Lasers are powerful light beams, capable of shining into the sky or cutting through solid materials. They can be colored or ultraviolet and are the favorite accessory of rock bands and Bond villains alike. They’re also both older yet more recent than people realize: the theory of lasers was first introduced in 1958. But what does that theory entail? In other words, how does a laser work?
Understanding how lasers function is based on having a fundamental knowledge of how atoms create light. When the electrons in an atom begin to absorb energy, they leave their default “stable” state and move further from the nucleus. This is referred to as the “excited” state. An excited electron is no longer stable and tries to return to its normal state. It expels the excess energy in the form of a photon or a “packet” of light. With enough photons, more powerful lights are made.
Because of the power behind lasers, a medium with plenty of electrons is required. For your average red laser, a ruby is used as the medium. There’s also the flash tube or some other way of stimulating the electrons. The tube also holds the laser in place in some cases. The flash tube is connected to an electric energy source, turning it on and off.
When the tube flashes, energy in the form of photons are injected into the crystal. The atoms in the ruby absorb these photons as the electrons jump to a higher energy level. In a process known as “spontaneous emission,” the electrons quickly return to their stable energy level by emitting photons of light in the matter of milliseconds. These photons then travel throughout the crystal at the speed of light. Eventually, the photons stimulate an atom already in its excited state. A new photon is created, and the original photon is returned- a procedure known as “stimulated emission.” Because there are now two photons, the light has been multiplied and amplified. Hence the name “laser“- “Light Amplification by Stimulated Emission of Radiation.”
The photons keep bouncing thanks to a mirror at one end of the crystal. Another partial mirror at the opposite ends keeps some photons trapped but allows others to escape. The ones that escape do so as a concentrated beam of light- the laser beam we all recognize. This all happens in a matter of seconds for smaller lasers, like the ones used in a laser pointer. Larger lasers used for industrial work may take longer to “warm up,” as it were.
As the term “stimulated emission of radiation” implies, radiation does play a part in how lasers work. However, this is not to be confused with radioactivity. While lasers are dangerous if used improperly, they do not set off Geiger counters. Instead, it uses electromagnetic radiation, the same kind used in things like X-rays and microwave ovens. Again, prolonged exposure to any kind of radiation is hazardous, but proper usage will prevent injury or prolonged side effects. (Sorry if you were hoping to become the next Hulk.)

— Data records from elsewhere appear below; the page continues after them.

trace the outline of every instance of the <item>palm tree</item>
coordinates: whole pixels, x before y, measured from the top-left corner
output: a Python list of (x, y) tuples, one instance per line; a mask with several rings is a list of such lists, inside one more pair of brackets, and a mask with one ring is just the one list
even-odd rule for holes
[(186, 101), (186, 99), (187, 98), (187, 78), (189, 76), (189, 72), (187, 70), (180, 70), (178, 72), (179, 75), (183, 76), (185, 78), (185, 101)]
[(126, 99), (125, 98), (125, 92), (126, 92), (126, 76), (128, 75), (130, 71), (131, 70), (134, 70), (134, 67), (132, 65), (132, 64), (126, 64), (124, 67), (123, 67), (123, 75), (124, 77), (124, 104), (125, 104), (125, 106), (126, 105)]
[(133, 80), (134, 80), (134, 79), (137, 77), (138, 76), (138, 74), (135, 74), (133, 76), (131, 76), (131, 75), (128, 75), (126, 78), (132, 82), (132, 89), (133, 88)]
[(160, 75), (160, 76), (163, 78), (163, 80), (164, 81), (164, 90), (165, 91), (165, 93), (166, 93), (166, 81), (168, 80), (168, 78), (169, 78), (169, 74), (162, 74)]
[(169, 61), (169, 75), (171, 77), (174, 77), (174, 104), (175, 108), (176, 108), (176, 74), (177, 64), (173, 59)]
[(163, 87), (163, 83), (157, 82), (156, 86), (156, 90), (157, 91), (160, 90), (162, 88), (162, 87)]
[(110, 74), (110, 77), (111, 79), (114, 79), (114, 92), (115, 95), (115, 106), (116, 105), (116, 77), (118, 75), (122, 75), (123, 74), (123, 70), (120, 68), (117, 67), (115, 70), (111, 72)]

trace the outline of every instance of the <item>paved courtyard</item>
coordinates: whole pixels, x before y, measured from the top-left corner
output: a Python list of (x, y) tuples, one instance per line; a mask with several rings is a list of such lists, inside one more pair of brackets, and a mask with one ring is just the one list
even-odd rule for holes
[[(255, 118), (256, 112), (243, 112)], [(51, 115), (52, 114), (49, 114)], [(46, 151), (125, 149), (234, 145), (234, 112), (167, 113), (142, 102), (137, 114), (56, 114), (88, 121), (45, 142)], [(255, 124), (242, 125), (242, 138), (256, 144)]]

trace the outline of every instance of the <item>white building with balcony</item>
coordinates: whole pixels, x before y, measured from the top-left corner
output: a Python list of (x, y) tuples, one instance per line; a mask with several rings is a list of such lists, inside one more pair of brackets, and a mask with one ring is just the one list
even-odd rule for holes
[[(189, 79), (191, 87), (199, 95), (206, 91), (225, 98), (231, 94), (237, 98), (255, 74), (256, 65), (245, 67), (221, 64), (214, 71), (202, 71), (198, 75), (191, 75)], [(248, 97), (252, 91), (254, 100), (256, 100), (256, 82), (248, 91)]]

Understanding how lasers operate makes many everyday objects easy to comprehend. Due to the nature of light and the may ways electromagnetic radiation can be emitted, it’s easy to see how lasers can do everything from cut through steel to print out word documents. Lasers can be gentle enough to read a DVD or powerful enough to guide a missile. They’re incredibly versatile and multi-faceted, just as all aspects of science are.
Although it’s safe to say laser tag is not what Theodore Maiman had in mind when he built the first working laser. But he probably wouldn’t complain about it, either.